Why Body Mass Index is a Flawed Tool
Body Mass Index (BMI) is a measurement often used in the medical community to categorize certain weight classes by taking into account an individual’s height to weight ratio. This math equation, however, does not take into account muscle or fat composition, which can drastically alter an individual’s BMI. An athletic individual can be perfectly healthy, but because of the muscle content, their BMI can place them in a high BMI range. Because we live in a world ruled by weight stigma, these erroneous classifications can potentially cause individuals to engage in extreme dieting behaviors in order to try and lose weight and reduce their BMI, including engaging in excessive exercise and disordered eating.
This is especially potent for those in eating disorder recovery. For those who do not struggle with their relationship with food and their bodies, an individual’s BMI is just a number. To someone in eating disorder recovery, however, numbers can control an individual’s life and negatively impact their recovery progress. Similar to counting calories or the number on the scale, individuals in recovery can become obsessed with numbers. By utilizing BMI cutoffs as criteria for admission or as indicators of health, providers and treatment centers are colluding with an individual’s eating disorder, rather than helping them to heal.

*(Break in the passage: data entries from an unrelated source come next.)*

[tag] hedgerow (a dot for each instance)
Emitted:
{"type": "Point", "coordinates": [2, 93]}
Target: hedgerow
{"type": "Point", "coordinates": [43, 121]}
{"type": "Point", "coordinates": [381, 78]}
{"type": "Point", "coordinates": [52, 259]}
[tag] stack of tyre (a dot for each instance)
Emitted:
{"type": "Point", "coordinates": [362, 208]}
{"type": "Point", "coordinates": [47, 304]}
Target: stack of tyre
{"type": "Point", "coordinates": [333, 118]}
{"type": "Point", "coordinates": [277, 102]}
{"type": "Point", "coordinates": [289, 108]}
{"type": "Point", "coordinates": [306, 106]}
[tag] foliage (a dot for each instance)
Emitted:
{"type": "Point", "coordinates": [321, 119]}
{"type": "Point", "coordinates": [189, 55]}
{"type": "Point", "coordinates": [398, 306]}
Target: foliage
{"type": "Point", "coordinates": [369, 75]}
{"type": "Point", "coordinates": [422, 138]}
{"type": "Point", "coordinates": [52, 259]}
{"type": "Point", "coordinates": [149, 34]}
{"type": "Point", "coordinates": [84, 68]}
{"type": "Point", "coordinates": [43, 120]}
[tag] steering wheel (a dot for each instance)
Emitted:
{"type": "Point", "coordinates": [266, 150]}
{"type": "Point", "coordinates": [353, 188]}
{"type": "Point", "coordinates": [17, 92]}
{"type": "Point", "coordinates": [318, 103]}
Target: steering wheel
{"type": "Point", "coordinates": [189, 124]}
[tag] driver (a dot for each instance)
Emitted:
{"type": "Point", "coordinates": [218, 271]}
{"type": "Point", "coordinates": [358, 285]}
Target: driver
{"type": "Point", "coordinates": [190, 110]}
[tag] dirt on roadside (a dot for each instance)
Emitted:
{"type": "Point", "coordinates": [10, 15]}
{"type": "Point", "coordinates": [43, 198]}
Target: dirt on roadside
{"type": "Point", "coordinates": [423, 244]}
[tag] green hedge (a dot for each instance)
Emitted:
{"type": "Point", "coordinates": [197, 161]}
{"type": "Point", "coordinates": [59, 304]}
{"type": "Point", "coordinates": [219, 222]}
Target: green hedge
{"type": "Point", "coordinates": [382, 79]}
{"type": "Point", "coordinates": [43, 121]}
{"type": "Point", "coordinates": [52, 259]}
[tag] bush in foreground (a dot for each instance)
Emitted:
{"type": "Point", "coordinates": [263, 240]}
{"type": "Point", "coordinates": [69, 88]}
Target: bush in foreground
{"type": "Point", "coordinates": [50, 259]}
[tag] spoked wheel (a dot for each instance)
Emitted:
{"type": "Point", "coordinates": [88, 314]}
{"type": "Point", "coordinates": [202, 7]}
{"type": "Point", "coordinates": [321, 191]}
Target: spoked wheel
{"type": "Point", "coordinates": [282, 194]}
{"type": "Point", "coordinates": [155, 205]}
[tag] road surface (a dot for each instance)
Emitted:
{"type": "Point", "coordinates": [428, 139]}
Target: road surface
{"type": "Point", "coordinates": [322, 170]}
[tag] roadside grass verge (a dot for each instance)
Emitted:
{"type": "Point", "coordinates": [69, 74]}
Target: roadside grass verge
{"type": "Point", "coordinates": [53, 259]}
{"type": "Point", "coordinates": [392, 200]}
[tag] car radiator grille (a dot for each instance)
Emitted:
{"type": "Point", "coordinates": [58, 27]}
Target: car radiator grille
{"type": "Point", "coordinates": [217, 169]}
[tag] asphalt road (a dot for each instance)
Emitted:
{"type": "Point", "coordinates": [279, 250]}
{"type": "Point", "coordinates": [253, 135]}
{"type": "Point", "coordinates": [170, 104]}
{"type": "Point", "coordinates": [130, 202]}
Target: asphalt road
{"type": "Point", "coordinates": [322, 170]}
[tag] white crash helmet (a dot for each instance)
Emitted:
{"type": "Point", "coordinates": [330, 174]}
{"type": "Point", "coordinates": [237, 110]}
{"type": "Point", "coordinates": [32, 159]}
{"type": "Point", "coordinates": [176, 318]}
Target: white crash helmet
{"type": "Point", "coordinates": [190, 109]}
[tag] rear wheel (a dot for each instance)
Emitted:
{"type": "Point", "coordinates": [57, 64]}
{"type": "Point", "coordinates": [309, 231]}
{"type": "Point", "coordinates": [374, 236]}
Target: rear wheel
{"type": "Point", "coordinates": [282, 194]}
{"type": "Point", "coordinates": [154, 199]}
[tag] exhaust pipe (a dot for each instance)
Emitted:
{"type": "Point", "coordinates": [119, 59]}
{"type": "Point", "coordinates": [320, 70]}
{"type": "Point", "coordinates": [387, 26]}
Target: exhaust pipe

Why the Numbers Need to Go
Health at Every Size and weight-inclusive professionals in the eating disorder community have rallied against the use of calorie counting and keeping scales in the home for years because it can create negative thoughts and emotions, potentiating relapse. Despite this clear communication from treatment professionals that assigning numbers to bodies in any capacity is harmful, the healthcare industry still uses BMI–and by extension, weight–to determine whether an individual should receive eating disorder treatment.
Despite this, weight status is still considered when diagnosing eating disorders, and when determining whether or not insurance will cover life-saving treatment. As a result, those in higher-weight bodies often get looked over or ignored, and don’t receive the treatment they deserve. We must consider how the diagnostic criteria can be adjusted to include ALL bodies, and how we as providers and supporters of those in recovery can help to remove weight stigma from all aspects of eating disorder treatment.
Health At Every Size is a registered trademark of the Association For Size Diversity And Health.